Jika dua bab penting dalam kamus hidupku ini dipertemukan. Rasanya selalu aku berharap, aku tertidur lelap, mungkin dalam waktu lama. Dan nanti tiba-tiba aku langsung saja terbangun dalam kondisi telah menikah. Karena sebenarnya yang paling kutakutkan adalah proses menuju ke sana. Apalagi dengan sekian panjang pengalaman yang kebanyakan kurang mengenakkan itu. Ah, lagi-lagi aku merindukan ibuk. Buk, bapak sudah jadi professor, ternyata ya biasa saja setelah itu. Apa karena aku sedang jauh darinya ya, Buk.

Cita-cita Lama Terkabul

Jika kita bongkar catatan-catatan kecil, biodata lucu di masa SD, tertera jelas di sana cita-cita seorang Ihdina adalah Guru. Sebuah profesi yang selama ini dinilai kecil namun nyatanya amat agung. GURU. Ditambah satu statement dari mbah lewat ibuk, bahwa pesen beliau, anak cucu keturunannya mbah itu jadi guru nggak boleh dijadikan pekerjaan, melainkan kewajiban. Entah sejak kapan awal mulanya, ternyata mengajar menjadi salah satu passion sekaligus healing-ku.

Semakin ke sini, mengajar menjadi satu aktivitas yang melekat dalam diriku. Bagaimana senangnya berinteraksi dengan orang banyak, terutama mereka teman-teman yang sedang begitu semangatnya belajar. Dan satu hal penting yang kudapatkan, mengajar memberiku kesempatan untuk belajar lagi dan lagi. Sejatinya aku tak memberikan ilmu ataupun pengetahuan baru ke mereka.

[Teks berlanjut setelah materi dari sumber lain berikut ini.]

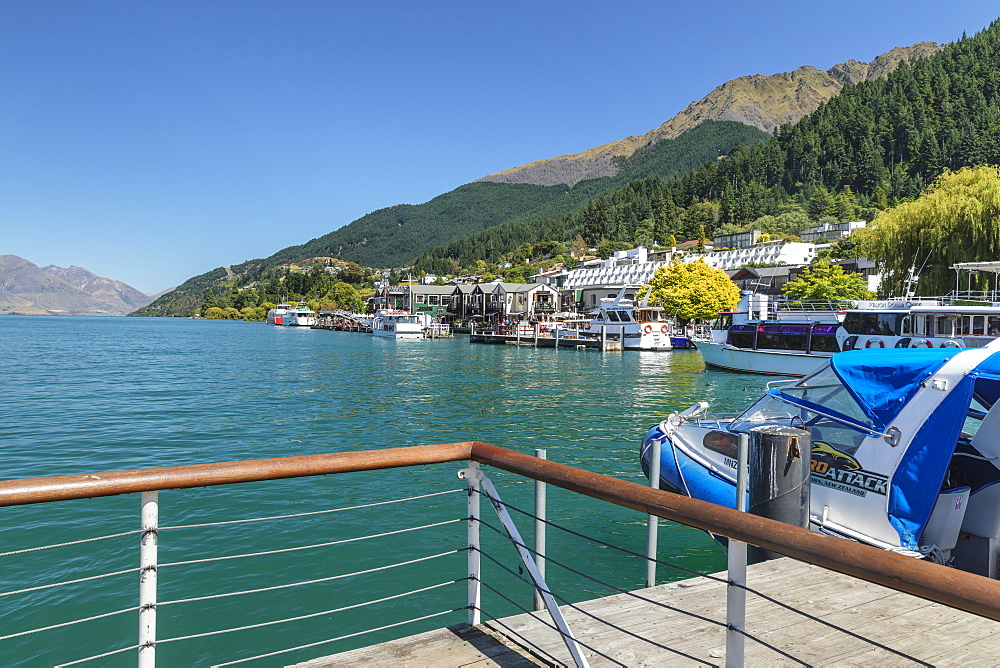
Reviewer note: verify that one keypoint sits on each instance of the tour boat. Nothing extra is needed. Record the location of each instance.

Aku hanya membagikan ulang apa yang telah kudapatkan dari guru-guru terdahulu, aku hanyalah penyalur informasi itu. Dan tentunya, itulah satu-satunya cara supaya aku belajar kembali, membuka kitab dan bukuku lagi, bernostalgia lagi, dan yang terpenting aku harus berkirim Al-Fatihah dan doa semakin gencar pada guru-guruku.

Saat ini menjadi guru adalah aktivitasku yang paling menyenangkan. Dari 24 jam hidupku dapat terbagi menjadi tiga peran. Menjadi hamba, tentu setiap waktu selamanya, sisanya antara menjadi guru atau murid. Mungkin dalam posisiku sekarang, mestinya masih harus lebih benyak menjadi murid dibandingkan guru. Semakin ke sini, rasanya aku semakin tak mengerti apa-apa. Setiap kali menjelang menghadapi teman-teman didik, aku harus sekuat tenaga belajar dan mengulang, muthola’ah. Aku benar-benar tersadar, betapa ingatan manusia begitu terbatas. Dan aku masih sangat jauh untuk mendapat status penting satu itu, menjadi guru.